In real-world classification tasks, each class often comprises multiple finer-grained "subclasses." As the subclass labels are frequently unavailable, models trained using only the coarser-grained class labels often exhibit highly variable performance across different subclasses. This phenomenon, known as hidden stratification, has important consequences for models deployed in safety-critical applications such as medicine. We propose GEORGE, a method to both measure and mitigate hidden stratification even when subclass labels are unknown. We first observe that unlabeled subclasses are often separable in the feature space of deep models, and exploit this fact to estimate subclass labels for the training data via clustering techniques.
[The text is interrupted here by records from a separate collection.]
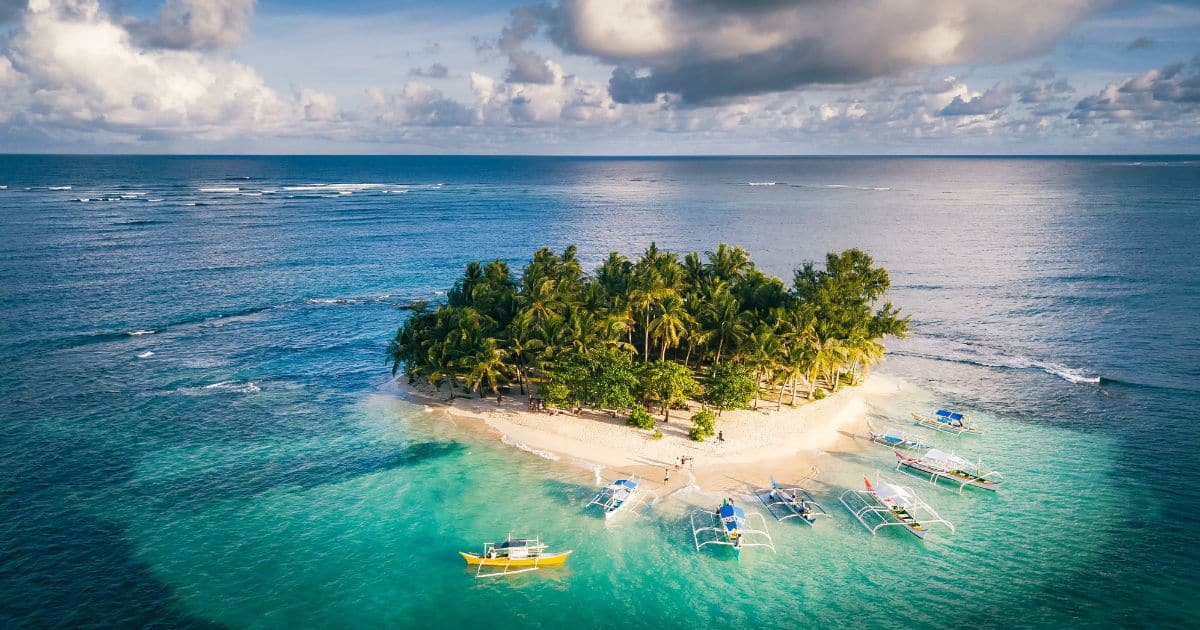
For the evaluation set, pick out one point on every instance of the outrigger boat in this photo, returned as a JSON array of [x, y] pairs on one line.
[[513, 556], [623, 495], [789, 503], [940, 465], [894, 438], [889, 505], [948, 423], [730, 526]]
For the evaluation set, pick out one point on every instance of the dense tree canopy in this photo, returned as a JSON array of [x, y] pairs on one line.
[[642, 330]]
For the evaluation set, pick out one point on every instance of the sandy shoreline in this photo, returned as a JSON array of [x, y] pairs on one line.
[[787, 443]]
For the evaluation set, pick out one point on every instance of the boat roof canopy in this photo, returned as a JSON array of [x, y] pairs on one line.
[[729, 510], [945, 457], [899, 496]]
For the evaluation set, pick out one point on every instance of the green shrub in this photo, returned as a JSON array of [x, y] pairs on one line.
[[640, 418], [706, 423]]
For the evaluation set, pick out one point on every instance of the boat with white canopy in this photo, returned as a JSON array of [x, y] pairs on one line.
[[513, 556], [621, 496], [894, 438], [730, 526], [941, 466], [892, 505], [948, 423], [790, 503]]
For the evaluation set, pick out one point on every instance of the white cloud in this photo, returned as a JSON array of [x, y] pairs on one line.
[[83, 71]]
We then use these approximate subclass labels as a form of noisy supervision in a distributionally robust optimization objective. We theoretically characterize the performance of GEORGE in terms of the worst-case generalization error across any subclass. We empirically validate GEORGE on a mix of real-world and benchmark image classification datasets, and show that our approach boosts worst-case subclass accuracy by up to 22 percentage points compared to standard training techniques, without requiring any information about the subclasses.

Setup instructions

Prerequisites: Make sure you have Python>=3.6 and PyTorch>=1.5 installed. Then, install dependencies with:

pip install -r requirements.txt

Next, either add the base directory of the repository to your PYTHONPATH, or run:

pip install -e .

Demo

We provide a simple demo notebook at tutorials/Basic-Tutorial.ipynb. This example can also be run as a script:

python stratification/demo.py configs/demo_config.json

Configuration options

The first argument to the script should be the path to the configuration file. Default configurations for the GEORGE experiments in the paper are in the configs/ directory. The configuration can also be modified by directly set config values using the command-line interface. Use = to demarcate key-value pairs, and use . to access nested dictionaries as specified in the config; for example:

python stratification/run.py configs/mnist_george_config.json exp_dir=checkpoints/new-experiment classification_config.num_epochs=50

The modified config will be saved at config['exp_dir']. For the complete configuration definition, see stratification/utils/schema.py.